The other morning, I shared a post on Instagram about my ongoing relationship with melancholy. Distinct from sadness – this is the type of feeling that blankets the universe like kudzu. It’s inherently self-absorbed, I know this, but matters of the spirit don’t follow the rules of logic. And by judging it, I only dig my heels in deeper. Awareness, or the ability to see oneself as you are, has been my best, faulty antidote. The process of waking up to our delusions matters. At least, I have to trust it does. And, as the laws of the universe go, I think this particular awakening carried all the absurdity of being young and uncertain.
There are foothills in the Sierra Nevada Mountains that were charred while I was growing up. On our drives up the mountain, we’d pass by the American River where a forest fire swept through thousands of acres. And each year after, there would be more hills like this – burnt from lighting, a stray campground fire, the negligent flick of a cigarette, or someone manifesting their pain by watching an entire forest burn. When a forest is burning, ash falls from the sky like snow. But when a heart is smoldering, there are more subtle signs of distress.
Fire is often an intangible energy made from one part destruction and one part evolution. It consumes the underbrush and makes way for new life. Jack pine cones sit dormant until a fire melts the thick resin and their seeds emerge, finding new life in the nutrient-rich soil covered in ash. I believe that forests, much like people, are always in the process of becoming.
Last night, Kevin and I drove with the windows down and I could feel the humidity against my chest. The first sign of recovery is feeling. He asked me about this particular episode of melancholy – questions like: what does it feel like? does it start for any specific reason? what do you do to move through it? And I’m grateful, for his questions. By naming its boundaries, I’m able to better identify how far its legs and arms have reached under my skin. Maybe, it was the news, a book I’ve been reading, old scars, a general lack of direction, or maybe it was just my mind going to that place it sometimes goes – into the well of itself.
In telling you this story, I feel the need to apologize for passing on such heaviness, but I’m simply trying to convince you that there is some release when we can name our demons. For me, catharsis involves speaking our truths, be that fact or metaphor. I lean toward the latter. For me, the forest helps me makes sense of my heart.
For now, the fire has passed. I’m here now, with one hand on my heart. It’s not a matter of if this feeling will return again, but when. This scorching has given me the ability to better see the signs. I know that melancholy feels like heavy limbs, shallow breath, and a quiet sky. I know that there is an end to it and in its wake, I’ll find the universe asking me to open myself up again.
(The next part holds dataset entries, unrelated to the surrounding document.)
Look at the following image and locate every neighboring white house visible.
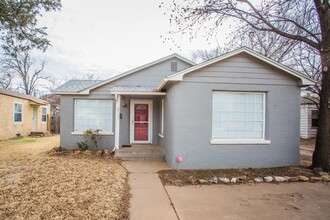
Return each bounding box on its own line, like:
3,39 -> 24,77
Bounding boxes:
300,97 -> 319,139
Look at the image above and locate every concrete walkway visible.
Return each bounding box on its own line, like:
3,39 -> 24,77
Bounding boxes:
122,161 -> 178,220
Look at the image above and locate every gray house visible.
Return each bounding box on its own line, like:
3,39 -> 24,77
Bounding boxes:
54,47 -> 315,169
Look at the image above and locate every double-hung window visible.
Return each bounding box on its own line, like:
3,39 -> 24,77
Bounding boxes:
13,102 -> 23,123
212,91 -> 270,144
41,107 -> 47,123
74,99 -> 113,133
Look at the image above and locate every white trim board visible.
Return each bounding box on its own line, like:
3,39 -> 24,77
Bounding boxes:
130,99 -> 153,144
111,91 -> 166,96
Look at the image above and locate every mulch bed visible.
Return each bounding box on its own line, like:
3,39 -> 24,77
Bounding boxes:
158,166 -> 318,186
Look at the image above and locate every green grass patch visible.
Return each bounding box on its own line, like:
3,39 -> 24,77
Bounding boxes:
9,136 -> 24,140
23,139 -> 37,143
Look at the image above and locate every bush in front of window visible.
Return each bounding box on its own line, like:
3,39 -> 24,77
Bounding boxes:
77,141 -> 89,151
76,129 -> 102,151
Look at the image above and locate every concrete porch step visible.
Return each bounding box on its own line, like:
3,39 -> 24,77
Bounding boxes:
29,131 -> 50,138
114,145 -> 165,161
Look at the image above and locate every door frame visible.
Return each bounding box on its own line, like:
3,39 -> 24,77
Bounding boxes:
130,99 -> 153,144
32,106 -> 38,131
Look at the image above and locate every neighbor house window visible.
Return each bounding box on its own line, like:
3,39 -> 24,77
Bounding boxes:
311,110 -> 318,128
13,102 -> 23,123
212,91 -> 266,142
41,107 -> 47,123
74,100 -> 113,133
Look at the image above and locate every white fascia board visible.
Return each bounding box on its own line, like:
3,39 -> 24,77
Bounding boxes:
156,79 -> 169,91
164,47 -> 316,86
52,91 -> 89,95
110,91 -> 166,95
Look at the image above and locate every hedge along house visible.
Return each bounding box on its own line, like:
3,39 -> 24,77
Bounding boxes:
54,47 -> 315,169
0,88 -> 50,140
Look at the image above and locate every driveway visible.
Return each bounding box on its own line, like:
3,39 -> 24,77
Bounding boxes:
123,161 -> 330,220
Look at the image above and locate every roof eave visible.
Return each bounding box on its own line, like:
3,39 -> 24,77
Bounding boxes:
52,91 -> 89,95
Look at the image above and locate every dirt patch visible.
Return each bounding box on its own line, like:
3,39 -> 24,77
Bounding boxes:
158,166 -> 317,186
165,183 -> 330,219
0,135 -> 129,220
300,138 -> 315,166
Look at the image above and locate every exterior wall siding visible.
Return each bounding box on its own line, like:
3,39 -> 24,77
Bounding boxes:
300,105 -> 318,139
300,105 -> 308,139
60,94 -> 162,149
162,54 -> 301,169
90,58 -> 192,95
0,94 -> 49,140
60,94 -> 116,149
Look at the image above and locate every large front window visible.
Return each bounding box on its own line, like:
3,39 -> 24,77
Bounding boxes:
212,91 -> 265,141
75,100 -> 113,132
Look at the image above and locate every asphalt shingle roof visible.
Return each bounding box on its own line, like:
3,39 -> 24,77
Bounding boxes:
53,80 -> 103,93
0,88 -> 48,104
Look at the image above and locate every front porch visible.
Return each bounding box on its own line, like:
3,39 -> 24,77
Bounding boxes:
114,144 -> 165,161
111,86 -> 166,150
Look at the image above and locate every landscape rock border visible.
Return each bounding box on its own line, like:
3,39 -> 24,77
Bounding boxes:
196,173 -> 330,185
159,167 -> 330,186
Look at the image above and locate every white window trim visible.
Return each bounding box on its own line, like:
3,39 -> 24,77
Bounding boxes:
41,107 -> 47,123
13,102 -> 23,124
211,91 -> 269,144
158,98 -> 164,138
210,139 -> 271,145
71,131 -> 114,135
74,99 -> 114,133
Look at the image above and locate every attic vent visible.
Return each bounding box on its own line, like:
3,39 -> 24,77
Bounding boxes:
171,62 -> 178,72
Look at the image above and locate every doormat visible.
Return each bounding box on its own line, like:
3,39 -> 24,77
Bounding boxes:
122,145 -> 131,148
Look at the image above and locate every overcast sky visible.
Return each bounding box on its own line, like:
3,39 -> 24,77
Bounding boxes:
36,0 -> 229,82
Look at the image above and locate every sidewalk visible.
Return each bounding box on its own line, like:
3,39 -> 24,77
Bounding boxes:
122,161 -> 178,220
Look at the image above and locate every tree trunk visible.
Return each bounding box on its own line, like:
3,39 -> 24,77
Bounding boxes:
312,50 -> 330,171
312,2 -> 330,170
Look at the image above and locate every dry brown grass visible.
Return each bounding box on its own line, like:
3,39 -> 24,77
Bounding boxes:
0,135 -> 129,220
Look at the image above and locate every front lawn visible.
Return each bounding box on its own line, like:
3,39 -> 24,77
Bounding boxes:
0,136 -> 129,219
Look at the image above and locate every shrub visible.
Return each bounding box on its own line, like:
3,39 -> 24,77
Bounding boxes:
76,129 -> 101,151
77,141 -> 89,151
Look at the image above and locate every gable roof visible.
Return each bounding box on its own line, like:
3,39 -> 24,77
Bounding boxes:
53,80 -> 103,94
157,47 -> 316,90
74,53 -> 195,95
0,88 -> 48,105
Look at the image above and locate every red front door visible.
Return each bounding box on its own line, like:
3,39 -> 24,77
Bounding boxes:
133,104 -> 149,141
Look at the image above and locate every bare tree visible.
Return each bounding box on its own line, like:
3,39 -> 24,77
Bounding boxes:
2,48 -> 49,95
166,0 -> 330,170
191,47 -> 228,63
0,69 -> 14,89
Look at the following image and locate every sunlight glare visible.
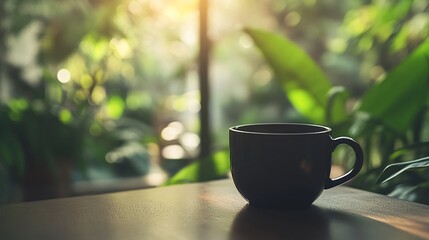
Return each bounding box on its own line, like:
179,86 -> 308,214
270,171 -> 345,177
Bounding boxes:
162,144 -> 185,159
57,68 -> 71,83
161,121 -> 184,141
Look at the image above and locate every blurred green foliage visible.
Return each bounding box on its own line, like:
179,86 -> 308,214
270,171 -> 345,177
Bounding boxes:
0,0 -> 161,202
1,0 -> 429,205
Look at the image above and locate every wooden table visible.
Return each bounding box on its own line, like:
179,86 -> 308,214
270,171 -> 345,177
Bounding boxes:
1,179 -> 429,240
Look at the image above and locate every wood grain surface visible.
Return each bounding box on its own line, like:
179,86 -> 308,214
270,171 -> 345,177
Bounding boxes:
1,179 -> 428,240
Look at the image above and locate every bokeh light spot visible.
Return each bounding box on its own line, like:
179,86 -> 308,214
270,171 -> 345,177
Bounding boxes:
162,144 -> 185,159
57,68 -> 71,83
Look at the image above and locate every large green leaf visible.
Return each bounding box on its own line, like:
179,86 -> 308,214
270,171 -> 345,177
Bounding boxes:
358,40 -> 429,134
245,28 -> 347,124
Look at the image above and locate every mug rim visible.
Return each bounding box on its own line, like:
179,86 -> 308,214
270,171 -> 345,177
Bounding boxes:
229,123 -> 331,136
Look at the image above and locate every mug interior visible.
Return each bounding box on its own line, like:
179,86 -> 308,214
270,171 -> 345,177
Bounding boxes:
230,123 -> 330,135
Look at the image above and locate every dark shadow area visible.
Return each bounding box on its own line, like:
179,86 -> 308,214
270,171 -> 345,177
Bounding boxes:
230,204 -> 424,240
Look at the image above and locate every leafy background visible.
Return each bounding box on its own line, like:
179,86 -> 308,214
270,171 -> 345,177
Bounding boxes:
1,0 -> 429,204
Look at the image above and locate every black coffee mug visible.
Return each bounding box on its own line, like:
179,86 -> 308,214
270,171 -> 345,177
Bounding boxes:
229,123 -> 363,209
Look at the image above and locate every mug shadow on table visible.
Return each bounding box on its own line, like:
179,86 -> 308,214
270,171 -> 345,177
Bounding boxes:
229,204 -> 423,240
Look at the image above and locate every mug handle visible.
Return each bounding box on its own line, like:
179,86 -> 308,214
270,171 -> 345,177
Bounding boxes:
324,137 -> 364,189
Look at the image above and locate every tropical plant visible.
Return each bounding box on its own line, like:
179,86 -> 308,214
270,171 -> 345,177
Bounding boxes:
244,28 -> 429,204
167,25 -> 429,205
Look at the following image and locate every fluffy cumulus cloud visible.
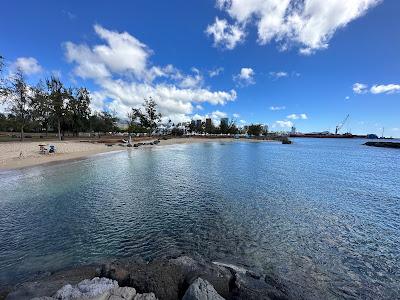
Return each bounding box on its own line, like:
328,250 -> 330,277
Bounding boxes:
64,25 -> 236,122
273,120 -> 294,128
353,83 -> 400,95
208,0 -> 381,54
205,17 -> 245,50
370,84 -> 400,94
12,57 -> 42,75
234,67 -> 255,86
287,113 -> 308,120
270,106 -> 286,111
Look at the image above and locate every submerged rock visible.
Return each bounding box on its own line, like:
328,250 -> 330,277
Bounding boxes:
182,278 -> 224,300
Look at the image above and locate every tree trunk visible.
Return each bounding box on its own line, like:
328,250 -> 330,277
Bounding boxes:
20,126 -> 24,142
57,119 -> 61,141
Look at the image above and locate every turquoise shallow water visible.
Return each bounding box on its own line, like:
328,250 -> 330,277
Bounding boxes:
0,138 -> 399,299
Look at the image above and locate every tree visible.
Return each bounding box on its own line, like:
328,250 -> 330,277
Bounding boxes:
31,80 -> 52,136
247,124 -> 263,136
0,112 -> 8,131
228,121 -> 239,134
90,111 -> 118,133
4,69 -> 32,141
0,55 -> 8,98
128,97 -> 161,135
47,77 -> 67,140
66,87 -> 91,136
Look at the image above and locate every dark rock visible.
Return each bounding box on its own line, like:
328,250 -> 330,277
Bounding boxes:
100,256 -> 232,300
100,262 -> 131,286
230,272 -> 288,300
246,270 -> 261,280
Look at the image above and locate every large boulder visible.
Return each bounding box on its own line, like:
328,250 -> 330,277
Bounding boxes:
54,277 -> 118,299
182,278 -> 224,300
111,287 -> 137,299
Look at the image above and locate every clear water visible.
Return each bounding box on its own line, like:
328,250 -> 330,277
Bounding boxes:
0,139 -> 399,299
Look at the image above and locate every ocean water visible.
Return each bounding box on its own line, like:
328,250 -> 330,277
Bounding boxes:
0,138 -> 399,299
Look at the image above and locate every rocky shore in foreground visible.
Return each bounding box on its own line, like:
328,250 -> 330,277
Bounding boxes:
2,255 -> 301,300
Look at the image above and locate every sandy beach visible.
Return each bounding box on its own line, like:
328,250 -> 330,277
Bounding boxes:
0,138 -> 236,170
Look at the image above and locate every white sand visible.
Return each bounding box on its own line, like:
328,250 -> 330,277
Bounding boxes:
0,141 -> 122,170
0,138 -> 238,170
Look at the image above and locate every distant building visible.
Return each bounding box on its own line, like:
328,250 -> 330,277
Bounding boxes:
191,120 -> 196,127
220,118 -> 229,126
196,119 -> 202,128
291,126 -> 296,134
263,124 -> 269,133
205,118 -> 212,127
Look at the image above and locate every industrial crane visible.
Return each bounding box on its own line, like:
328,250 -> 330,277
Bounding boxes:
335,114 -> 350,135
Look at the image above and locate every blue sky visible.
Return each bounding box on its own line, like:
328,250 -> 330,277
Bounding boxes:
1,0 -> 399,136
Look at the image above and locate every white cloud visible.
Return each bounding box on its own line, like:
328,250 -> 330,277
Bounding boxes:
345,96 -> 350,100
211,110 -> 228,120
205,17 -> 246,50
191,110 -> 228,124
269,71 -> 288,79
273,120 -> 294,128
370,84 -> 400,94
232,113 -> 240,118
353,82 -> 368,94
209,67 -> 224,77
12,57 -> 42,75
234,67 -> 255,86
352,83 -> 400,95
287,113 -> 308,120
64,25 -> 237,122
211,0 -> 381,53
178,68 -> 203,89
270,106 -> 286,111
65,24 -> 151,79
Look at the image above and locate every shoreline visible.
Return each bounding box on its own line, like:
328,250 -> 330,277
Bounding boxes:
2,255 -> 295,300
0,137 -> 273,171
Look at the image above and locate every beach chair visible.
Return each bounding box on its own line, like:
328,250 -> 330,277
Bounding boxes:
39,144 -> 48,154
49,145 -> 56,153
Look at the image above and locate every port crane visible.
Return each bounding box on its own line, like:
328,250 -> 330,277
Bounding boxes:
335,114 -> 350,134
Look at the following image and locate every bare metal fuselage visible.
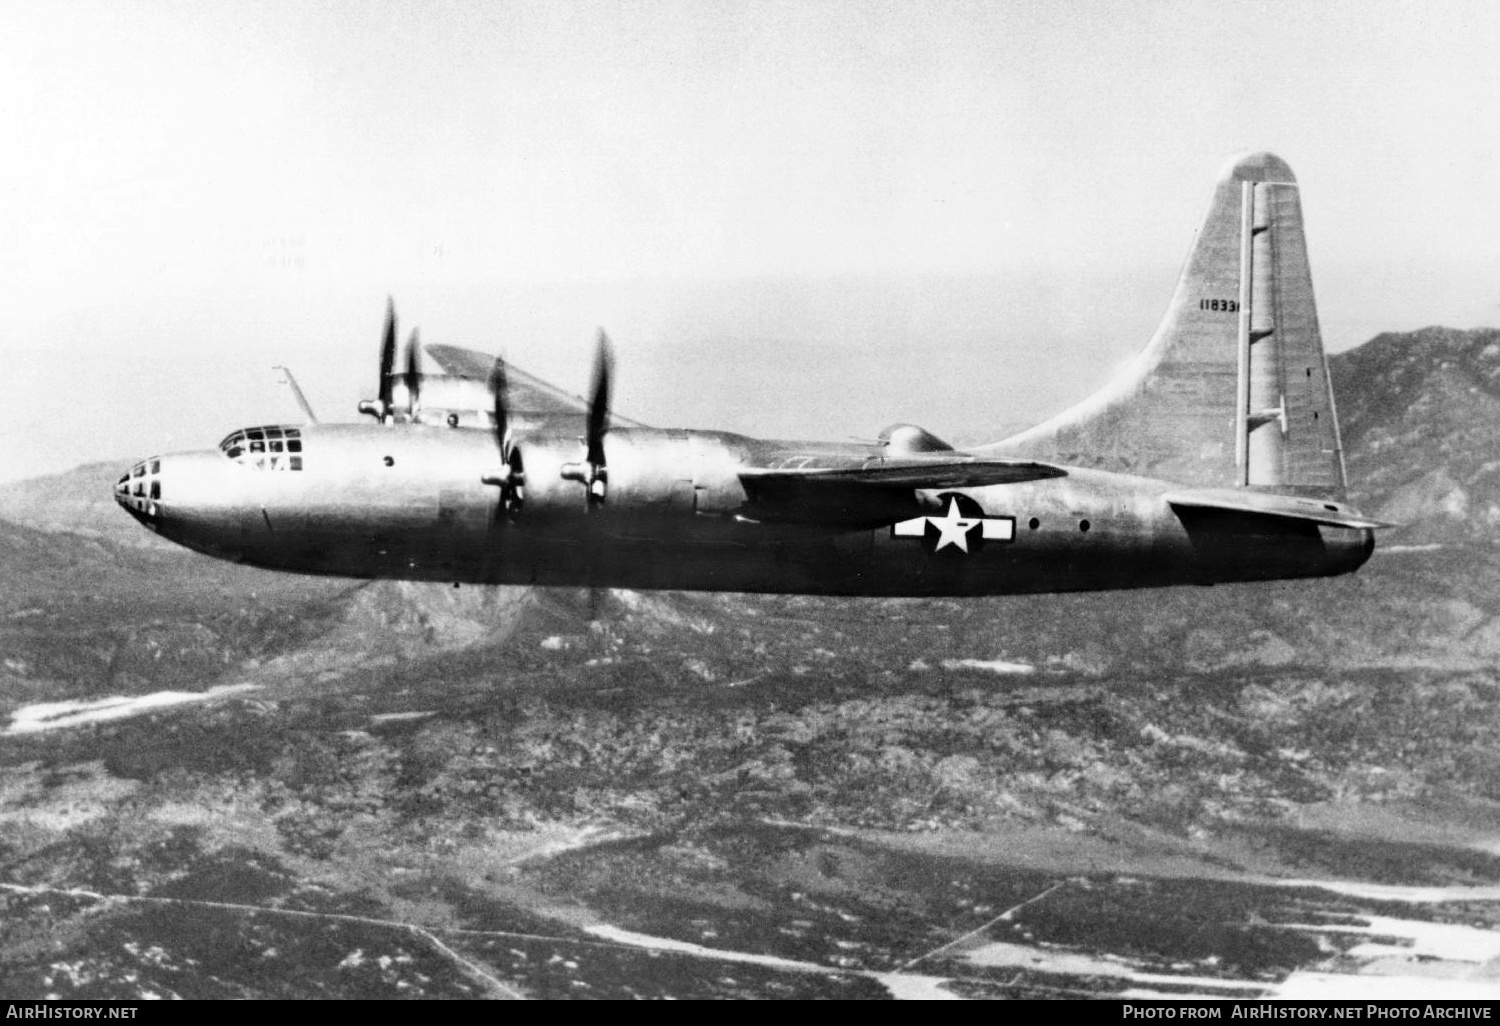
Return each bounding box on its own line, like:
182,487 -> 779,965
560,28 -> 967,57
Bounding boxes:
121,422 -> 1373,596
116,152 -> 1383,597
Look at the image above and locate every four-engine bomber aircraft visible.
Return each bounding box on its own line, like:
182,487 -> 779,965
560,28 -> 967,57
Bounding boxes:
118,152 -> 1385,595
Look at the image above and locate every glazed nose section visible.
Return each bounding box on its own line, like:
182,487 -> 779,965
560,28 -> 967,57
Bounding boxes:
115,457 -> 164,526
115,451 -> 242,535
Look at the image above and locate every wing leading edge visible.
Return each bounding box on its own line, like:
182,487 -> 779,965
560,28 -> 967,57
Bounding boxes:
424,343 -> 647,427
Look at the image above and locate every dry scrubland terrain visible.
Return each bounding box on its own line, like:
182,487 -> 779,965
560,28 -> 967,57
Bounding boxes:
3,327 -> 1500,999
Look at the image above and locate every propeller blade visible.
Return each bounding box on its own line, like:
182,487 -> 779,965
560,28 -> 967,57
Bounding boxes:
406,329 -> 422,417
559,329 -> 614,506
378,297 -> 397,411
483,353 -> 526,516
359,298 -> 400,420
489,355 -> 509,456
586,329 -> 613,468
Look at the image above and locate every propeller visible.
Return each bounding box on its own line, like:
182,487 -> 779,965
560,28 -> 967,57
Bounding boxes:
404,328 -> 423,421
586,329 -> 613,471
358,297 -> 399,422
482,355 -> 524,516
490,356 -> 509,454
562,329 -> 614,508
583,332 -> 614,620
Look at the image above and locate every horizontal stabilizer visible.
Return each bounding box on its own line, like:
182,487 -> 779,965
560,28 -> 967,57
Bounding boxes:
742,457 -> 1066,491
1166,489 -> 1392,530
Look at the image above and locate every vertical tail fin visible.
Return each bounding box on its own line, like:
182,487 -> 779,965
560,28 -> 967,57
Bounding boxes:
987,152 -> 1346,498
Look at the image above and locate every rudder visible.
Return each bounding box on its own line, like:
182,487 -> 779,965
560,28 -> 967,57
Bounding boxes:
985,151 -> 1346,498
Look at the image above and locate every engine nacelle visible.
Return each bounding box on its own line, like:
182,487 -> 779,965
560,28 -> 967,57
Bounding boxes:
508,431 -> 749,521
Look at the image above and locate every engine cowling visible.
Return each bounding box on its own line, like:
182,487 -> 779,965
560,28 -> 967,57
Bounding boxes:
507,431 -> 748,520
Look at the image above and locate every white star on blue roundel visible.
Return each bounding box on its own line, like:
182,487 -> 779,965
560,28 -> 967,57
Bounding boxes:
891,493 -> 1015,555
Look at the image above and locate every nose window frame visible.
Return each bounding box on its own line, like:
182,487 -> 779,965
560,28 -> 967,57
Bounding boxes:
218,426 -> 305,470
117,457 -> 163,516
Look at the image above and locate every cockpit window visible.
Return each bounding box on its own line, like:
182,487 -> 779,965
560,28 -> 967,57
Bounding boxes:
218,426 -> 305,470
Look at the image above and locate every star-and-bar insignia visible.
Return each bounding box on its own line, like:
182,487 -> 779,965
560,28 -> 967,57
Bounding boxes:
891,494 -> 1014,555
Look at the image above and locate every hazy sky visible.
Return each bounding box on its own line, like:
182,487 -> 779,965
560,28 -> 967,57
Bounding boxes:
3,0 -> 1498,481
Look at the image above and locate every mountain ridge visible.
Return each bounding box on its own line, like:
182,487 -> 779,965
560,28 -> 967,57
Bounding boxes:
1329,325 -> 1500,540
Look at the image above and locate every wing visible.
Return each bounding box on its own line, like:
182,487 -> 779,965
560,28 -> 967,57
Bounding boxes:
738,457 -> 1067,528
741,457 -> 1066,490
1165,489 -> 1392,529
424,343 -> 647,427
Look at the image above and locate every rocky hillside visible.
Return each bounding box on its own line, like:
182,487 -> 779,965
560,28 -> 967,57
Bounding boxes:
6,327 -> 1500,1000
0,461 -> 168,549
1330,325 -> 1500,540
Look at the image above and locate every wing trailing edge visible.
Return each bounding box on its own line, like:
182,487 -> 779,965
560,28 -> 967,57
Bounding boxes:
1165,489 -> 1392,530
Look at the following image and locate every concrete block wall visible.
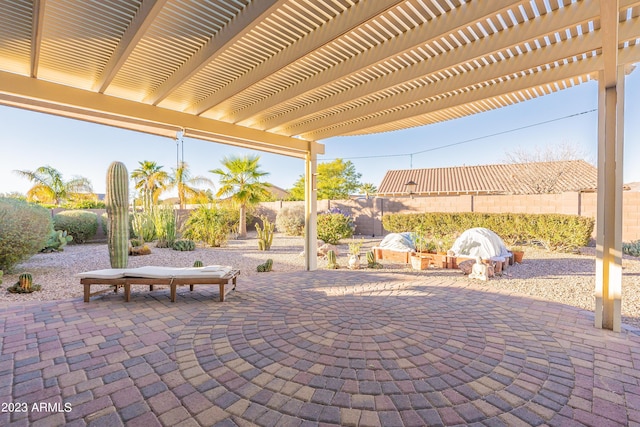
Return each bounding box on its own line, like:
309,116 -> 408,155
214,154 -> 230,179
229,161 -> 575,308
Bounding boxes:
251,192 -> 639,241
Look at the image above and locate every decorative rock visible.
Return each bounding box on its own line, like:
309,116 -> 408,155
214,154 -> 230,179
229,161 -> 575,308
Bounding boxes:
318,243 -> 339,258
458,260 -> 475,275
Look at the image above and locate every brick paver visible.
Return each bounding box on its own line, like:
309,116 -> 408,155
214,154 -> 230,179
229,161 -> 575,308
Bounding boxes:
1,270 -> 640,426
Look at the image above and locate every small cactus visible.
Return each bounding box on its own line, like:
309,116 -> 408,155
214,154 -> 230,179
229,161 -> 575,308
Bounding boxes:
8,273 -> 41,293
172,239 -> 196,251
326,250 -> 338,269
41,230 -> 74,252
193,260 -> 204,268
19,273 -> 32,291
129,244 -> 152,256
0,270 -> 3,285
257,259 -> 273,272
366,251 -> 375,265
366,250 -> 382,269
256,216 -> 274,251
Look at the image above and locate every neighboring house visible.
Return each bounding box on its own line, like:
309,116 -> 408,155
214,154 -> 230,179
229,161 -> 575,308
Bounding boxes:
266,184 -> 290,201
377,160 -> 599,197
627,182 -> 640,192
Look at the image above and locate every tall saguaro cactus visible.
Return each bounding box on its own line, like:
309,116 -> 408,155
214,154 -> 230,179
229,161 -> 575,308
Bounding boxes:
106,161 -> 129,268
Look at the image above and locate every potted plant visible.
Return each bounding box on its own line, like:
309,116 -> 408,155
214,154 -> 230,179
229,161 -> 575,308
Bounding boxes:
510,246 -> 524,264
410,232 -> 432,270
348,241 -> 362,270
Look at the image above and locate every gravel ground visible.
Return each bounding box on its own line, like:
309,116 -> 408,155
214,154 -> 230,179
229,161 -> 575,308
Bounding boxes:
2,232 -> 640,329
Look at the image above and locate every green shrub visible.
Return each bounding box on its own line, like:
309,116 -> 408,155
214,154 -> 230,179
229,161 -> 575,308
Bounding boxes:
181,205 -> 233,247
53,210 -> 98,244
317,209 -> 355,245
382,212 -> 594,252
531,215 -> 594,251
0,198 -> 52,271
276,205 -> 305,236
101,212 -> 108,235
62,199 -> 106,209
623,240 -> 640,257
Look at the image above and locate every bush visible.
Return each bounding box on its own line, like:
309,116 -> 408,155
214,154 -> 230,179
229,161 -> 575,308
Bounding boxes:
0,198 -> 52,271
276,205 -> 305,236
62,199 -> 106,209
53,210 -> 98,243
181,205 -> 234,247
623,240 -> 640,257
382,212 -> 594,252
101,212 -> 108,235
317,208 -> 355,245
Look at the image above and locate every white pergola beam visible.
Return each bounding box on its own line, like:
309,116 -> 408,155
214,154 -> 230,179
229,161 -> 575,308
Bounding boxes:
228,0 -> 521,125
264,0 -> 598,135
190,0 -> 406,116
0,71 -> 323,159
94,0 -> 168,93
289,25 -> 608,138
144,0 -> 283,105
30,0 -> 45,78
305,55 -> 601,140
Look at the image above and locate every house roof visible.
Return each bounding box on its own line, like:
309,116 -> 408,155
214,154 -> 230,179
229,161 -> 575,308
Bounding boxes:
377,160 -> 598,196
266,184 -> 290,201
0,1 -> 638,159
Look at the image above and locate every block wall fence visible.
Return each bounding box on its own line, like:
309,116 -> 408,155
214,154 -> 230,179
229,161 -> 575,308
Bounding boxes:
254,191 -> 640,241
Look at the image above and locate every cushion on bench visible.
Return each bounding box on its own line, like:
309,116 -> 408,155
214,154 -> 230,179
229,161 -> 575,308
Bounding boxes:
77,265 -> 234,280
76,268 -> 127,279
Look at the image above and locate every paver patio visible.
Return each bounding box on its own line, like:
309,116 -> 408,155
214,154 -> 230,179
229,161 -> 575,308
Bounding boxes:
1,270 -> 639,426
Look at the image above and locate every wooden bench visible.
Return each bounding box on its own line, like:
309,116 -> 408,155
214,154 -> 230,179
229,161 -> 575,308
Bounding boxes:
81,269 -> 240,303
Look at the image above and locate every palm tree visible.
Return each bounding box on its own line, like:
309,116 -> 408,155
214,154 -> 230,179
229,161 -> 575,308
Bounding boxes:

Rosemary Nectarine Streusel
Summer is New England, and anywhere north of Sacramento, is about enjoying fresh fruits while they are still in season. The fall is coming and there will be plenty of time for apples and pumpkin, but for now I’m trying to squeeze in all the summer desserts that are available. Baked fruit is my favorite summer dessert, be it berries or peaches. I imagine you could replace peaches in this recipe if you aren’t a fan of nectarines. Either way, the vanilla and fresh rosemary gives these nectarines a sweet, light, and enjoyable summer flavor.
6 tbs oat flour
6 tbs brown sugar
2 tbs coconut oil
2 tsp rosemary
1 tsp vanilla
1/4 tsp salt
1/2 cup roasted cashews
- Preheat oven to 400°.
- Wash nectarines and cut in half. Set aside.
- In a food processor, place oat flour, brown sugar, coconut oil, rosemary, vanilla, salt, and roasted cashews. Pulse until ingredients are incorporated. Don’t over process or you’ll get too fine of a mixture.
- On a lightly greased cookie sheet, arranged nectarines and top with 2-3 tbs of mixture. Bake for 20-25 minutes or until nectarines are tender.
“Melancholia is, I believe, a musical problem: a dissonance, a change in rhythm. While on the outside everything happens with the vertiginous rhythm of a cataract, on the inside is the exhausted adagio of drops of water falling from time to tired time. For this reason the outside, seen from the melancholic inside, appears absurd and unreal, and constitutes ‘the farce we all must play’. But for an instant – because of a wild music, or a drug, or the sexual act carried to its climax – the very slow rhythm of the melancholic soul does not only rise to that of the outside world: it overtakes it with an ineffably blissful exorbitance, and the soul then thrills animated by delirious new energies.”